You might say: easy, just check the annual report. I asked DeepSeek and ChatGPT, and both basically said:
Bilibili has not published a direct data point for total video count in public financial reports or investor presentations.
So we need other methods.
Method 1: Use search engines as a rough proxy
For example, searching site:bilibili.com/video/ on Bing returns:
✔ about 175,000,000 results, i.e. 175 million videos. That feels low.
Method 2: Build a crawler or call APIs
Bilibili definitely has anti-crawling strategies. Too much trouble—pass.

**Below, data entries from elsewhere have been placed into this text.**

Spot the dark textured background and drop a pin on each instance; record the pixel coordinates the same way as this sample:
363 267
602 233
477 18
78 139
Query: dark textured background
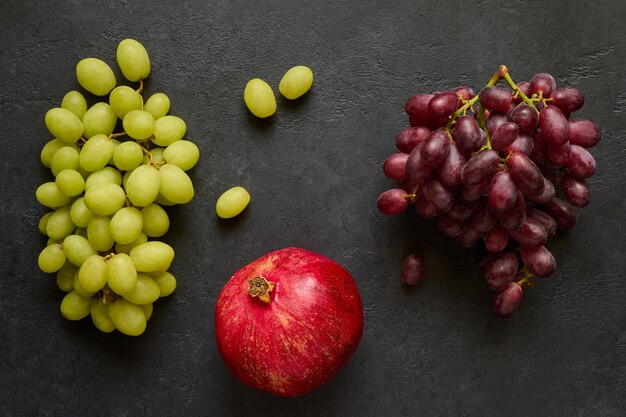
314 173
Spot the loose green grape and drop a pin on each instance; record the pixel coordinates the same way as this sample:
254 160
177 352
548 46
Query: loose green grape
182 153
143 185
168 129
259 98
147 310
52 258
121 274
124 99
75 307
106 175
158 105
92 273
99 119
43 222
78 289
50 148
152 256
296 82
95 76
64 125
166 283
70 182
65 276
100 316
49 195
65 158
156 156
79 213
127 317
119 248
175 185
155 220
75 102
138 124
96 153
146 291
127 156
60 224
133 60
232 202
105 199
126 225
77 248
99 233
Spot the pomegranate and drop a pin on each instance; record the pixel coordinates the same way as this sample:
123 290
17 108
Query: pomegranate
287 322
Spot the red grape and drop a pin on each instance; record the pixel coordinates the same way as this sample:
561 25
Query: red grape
539 261
495 98
392 201
583 133
568 99
413 269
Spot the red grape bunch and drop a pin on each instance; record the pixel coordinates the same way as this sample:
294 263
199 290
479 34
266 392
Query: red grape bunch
490 166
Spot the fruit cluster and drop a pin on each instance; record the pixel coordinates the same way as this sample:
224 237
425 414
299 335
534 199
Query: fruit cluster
490 166
108 193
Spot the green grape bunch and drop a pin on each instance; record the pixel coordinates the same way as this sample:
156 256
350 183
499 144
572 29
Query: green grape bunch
108 194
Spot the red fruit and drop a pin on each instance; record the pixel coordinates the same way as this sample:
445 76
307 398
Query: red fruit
300 326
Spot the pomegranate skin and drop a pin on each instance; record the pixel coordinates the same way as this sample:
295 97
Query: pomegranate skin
303 336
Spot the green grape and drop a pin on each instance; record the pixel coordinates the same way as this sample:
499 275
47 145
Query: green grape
96 153
133 60
65 158
119 248
166 283
175 185
126 225
65 277
80 290
147 310
168 129
158 105
50 148
155 220
70 182
100 316
138 124
156 154
79 213
127 156
43 223
92 273
64 125
106 175
75 307
121 274
60 224
127 317
95 76
51 258
105 199
182 153
152 256
99 119
143 185
124 99
49 195
146 291
99 233
75 102
77 249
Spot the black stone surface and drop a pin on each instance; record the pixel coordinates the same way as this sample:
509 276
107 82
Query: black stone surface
314 173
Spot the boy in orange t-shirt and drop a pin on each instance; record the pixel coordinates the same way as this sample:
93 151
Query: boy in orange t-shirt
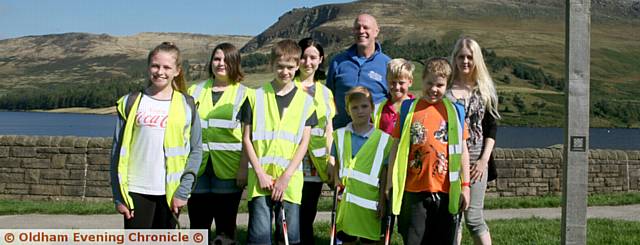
424 215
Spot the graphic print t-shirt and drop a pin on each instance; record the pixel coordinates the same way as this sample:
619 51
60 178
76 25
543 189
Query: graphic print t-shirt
147 166
428 166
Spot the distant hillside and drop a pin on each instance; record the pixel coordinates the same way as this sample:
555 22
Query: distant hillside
32 61
400 19
524 41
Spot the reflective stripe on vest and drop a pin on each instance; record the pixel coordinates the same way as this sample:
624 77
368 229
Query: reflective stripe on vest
454 136
360 174
317 150
176 144
262 134
377 113
370 178
275 139
221 131
368 204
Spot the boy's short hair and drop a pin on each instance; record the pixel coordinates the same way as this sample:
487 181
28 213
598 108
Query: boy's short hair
437 66
358 92
286 50
400 69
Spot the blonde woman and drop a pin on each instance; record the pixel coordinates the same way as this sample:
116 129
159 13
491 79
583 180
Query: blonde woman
472 86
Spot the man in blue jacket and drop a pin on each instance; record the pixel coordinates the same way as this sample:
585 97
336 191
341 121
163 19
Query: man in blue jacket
363 64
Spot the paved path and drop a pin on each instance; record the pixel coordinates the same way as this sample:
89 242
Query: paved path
37 221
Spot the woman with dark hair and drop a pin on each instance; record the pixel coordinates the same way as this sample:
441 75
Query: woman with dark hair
223 172
473 87
316 167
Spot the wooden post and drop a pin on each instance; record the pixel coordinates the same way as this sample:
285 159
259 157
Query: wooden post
576 144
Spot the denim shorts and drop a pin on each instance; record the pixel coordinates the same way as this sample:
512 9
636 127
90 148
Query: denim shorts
261 212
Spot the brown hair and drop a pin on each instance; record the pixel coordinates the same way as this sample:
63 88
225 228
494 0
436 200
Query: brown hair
287 50
231 60
306 43
358 92
179 82
438 66
400 68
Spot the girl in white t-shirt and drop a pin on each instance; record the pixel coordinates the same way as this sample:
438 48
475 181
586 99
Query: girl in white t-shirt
157 146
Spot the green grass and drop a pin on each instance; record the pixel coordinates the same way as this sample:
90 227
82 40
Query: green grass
523 231
11 207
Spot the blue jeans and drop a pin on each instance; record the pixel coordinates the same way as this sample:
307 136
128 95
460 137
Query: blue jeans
261 212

Calling APIs to count in a period and extrapolate is also trouble—pass.
Method 3: Convert BV IDs to AV IDs and infer scale
Pick a latest video, get the BV, then use an online tool to convert it to an AV. I got 113961320128496, on the order of 10^14 (hundreds of trillions), which is obviously wrong. And if AV were an auto-increment ID, converting that number back to BV does not map to an existing video.
Method 4: "Drunk dialing" with random IDs
This is similar to the YouTube method:
- Request URLs and compute the ratio of valid BV IDs / total attempts.
- Combine with historical reference points (e.g., known latest AV IDs) to estimate total video count.
For example:
- If we generate 1,000,000 random BV IDs and 10,000 are valid, the hit rate is 1%.
- If the BV ID space is roughly 58^10 ≈ 2.15 × 10^17, then we might estimate total videos as 2.15 × 10^17 × 1% = 2.15 × 10^15.
The article mentioned several key optimizations:
- Limit the search range (based on known IDs) to improve hit rate
- Improve ID generation (weighted sampling) to avoid obviously invalid combinations
- Parallelize requests (multithreading)
- Combine APIs (reduce 404, improve data quality)
- Compute valid-ID share and extrapolate statistically
Thinking about it, it is still kind of a hassle.